To measure NOS activity, the lungs were removed at the end of the experiment, immediately frozen in liquid nitrogen, and later assayed according to the method of Bredt and Snyder (1990) with slight modifications. Briefly, tissues were homogenized on ice in 10 volumes of homogenizing buffer: Tris HCl 50 mm, EDTA 0.1 mm, Pefabloc 1 mm, and dithiothreitol 1 mm. A 50-μl sample of the homogenate was incubated with 50 μl of incubation buffer for 20 minutes at 37° C. The incubation buffer contained the following cofactors: l-arginine 10 μm, [3H]l-arginine 5 pmol, NADPH 1 mm, calmodulin 30 nm, tetrahydrobiopterin 5 μm, calcium 2 mm, and l-valine 60 mm in a Tris buffer at pH 7.4. To determine calcium-independent NOS activity, a buffer replacing the calcium with EGTA (5 mm) was used. Nonspecific conversion of arginine to citrulline was determined in the absence of NADPH and a separate buffer containing L-NMA (1 mm) provided further evidence that NOS was being measured.

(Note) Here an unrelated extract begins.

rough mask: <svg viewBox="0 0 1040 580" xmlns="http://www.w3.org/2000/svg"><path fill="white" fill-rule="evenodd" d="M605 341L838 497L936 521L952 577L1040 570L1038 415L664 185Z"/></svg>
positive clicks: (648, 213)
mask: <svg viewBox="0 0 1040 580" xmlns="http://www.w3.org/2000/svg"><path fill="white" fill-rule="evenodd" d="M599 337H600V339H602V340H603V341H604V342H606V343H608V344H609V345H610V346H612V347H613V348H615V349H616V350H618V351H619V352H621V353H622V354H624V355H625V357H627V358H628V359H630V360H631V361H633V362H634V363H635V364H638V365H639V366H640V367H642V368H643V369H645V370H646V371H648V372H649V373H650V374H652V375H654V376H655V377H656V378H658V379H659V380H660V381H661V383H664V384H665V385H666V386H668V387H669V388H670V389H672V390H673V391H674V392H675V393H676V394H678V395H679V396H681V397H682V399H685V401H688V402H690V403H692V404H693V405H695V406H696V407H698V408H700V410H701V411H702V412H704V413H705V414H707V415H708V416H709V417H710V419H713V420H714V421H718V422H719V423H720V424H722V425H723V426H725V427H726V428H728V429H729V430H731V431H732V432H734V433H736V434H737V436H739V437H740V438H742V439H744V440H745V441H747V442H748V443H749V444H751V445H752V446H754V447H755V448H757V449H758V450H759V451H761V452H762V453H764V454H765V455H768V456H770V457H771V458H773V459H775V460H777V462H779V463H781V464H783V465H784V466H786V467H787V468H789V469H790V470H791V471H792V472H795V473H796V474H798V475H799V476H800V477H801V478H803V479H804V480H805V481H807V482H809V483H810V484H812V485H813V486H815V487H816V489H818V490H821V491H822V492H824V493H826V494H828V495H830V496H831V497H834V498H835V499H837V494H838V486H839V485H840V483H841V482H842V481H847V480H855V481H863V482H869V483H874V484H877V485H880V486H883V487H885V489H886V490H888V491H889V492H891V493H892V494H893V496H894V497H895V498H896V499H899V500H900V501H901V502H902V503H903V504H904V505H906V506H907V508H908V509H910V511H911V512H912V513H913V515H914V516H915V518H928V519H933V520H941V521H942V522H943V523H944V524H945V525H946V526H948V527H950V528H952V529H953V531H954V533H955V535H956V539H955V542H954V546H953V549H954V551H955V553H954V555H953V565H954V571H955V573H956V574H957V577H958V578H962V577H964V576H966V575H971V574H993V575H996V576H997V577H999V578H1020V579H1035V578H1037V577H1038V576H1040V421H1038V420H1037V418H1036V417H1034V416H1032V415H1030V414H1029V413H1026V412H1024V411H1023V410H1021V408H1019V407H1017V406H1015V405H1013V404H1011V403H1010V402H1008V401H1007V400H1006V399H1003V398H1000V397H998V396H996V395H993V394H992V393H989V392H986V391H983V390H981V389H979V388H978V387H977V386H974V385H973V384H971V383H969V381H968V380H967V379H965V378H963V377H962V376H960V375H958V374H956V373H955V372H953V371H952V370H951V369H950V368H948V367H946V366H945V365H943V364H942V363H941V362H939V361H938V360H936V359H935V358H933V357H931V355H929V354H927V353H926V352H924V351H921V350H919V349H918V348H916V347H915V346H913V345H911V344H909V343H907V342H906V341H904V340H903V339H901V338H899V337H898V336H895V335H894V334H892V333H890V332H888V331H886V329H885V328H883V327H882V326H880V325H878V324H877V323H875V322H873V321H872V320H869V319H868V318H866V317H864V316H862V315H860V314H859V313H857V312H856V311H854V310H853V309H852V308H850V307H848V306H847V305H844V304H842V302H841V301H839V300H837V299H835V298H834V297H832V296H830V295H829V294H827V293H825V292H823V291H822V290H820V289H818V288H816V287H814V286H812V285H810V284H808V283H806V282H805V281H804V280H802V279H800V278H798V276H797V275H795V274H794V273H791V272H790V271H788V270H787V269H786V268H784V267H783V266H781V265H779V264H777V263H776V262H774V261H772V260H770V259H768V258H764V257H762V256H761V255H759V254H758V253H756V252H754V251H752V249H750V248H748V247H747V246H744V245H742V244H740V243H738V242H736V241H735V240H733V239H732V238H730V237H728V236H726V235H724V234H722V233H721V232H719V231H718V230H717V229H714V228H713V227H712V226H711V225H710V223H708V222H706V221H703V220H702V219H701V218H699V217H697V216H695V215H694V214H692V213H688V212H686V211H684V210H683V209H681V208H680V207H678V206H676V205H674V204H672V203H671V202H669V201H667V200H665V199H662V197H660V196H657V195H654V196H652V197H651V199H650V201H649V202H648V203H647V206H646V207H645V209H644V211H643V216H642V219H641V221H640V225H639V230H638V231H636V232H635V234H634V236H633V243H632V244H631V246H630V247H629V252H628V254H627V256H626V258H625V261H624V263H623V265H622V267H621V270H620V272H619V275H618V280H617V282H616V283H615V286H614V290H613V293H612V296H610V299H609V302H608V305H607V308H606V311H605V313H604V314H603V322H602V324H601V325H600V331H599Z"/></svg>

After the 20-minute incubation, the reaction was stopped by the addition of 1 ml of ice-cold stop buffer (containing HEPES 20 mm, EGTA 2 mm, and EDTA 2 mm at pH 5.5). The reaction mixture was applied to 1-ml Dowex columns (NA+ form, 50 W, mesh size 100 to 200) that had previously been equilibrated with 1 ml of stop buffer. The eluate was collected and the columns washed twice with 0.75 ml deionized water to retrieve any residual activity. A 400-μl sample of the elute was taken for scintillation counting. The protein concentration of the homogenates was determined by the Bradford assay (Bradford, 1976) using BSA (fraction V) as a standard.

Drugs

α-Zearalenol and 17β-estradiol were obtained from Sigma Chemical Company (St. Louis, Missouri). ICI 182780 was a kind gift of Dr. Salvatore Guarini, University of Modena, Italy.

Statistical Analysis

Data are expressed as means ± sem. Results of the before versus after treatment measurements (MAP, HR, and body weight) were analyzed using the paired t test. For the other data, comparison between the means of the two groups was performed using ANOVA followed by the Bonferroni test, and was considered significant at p < 0.05.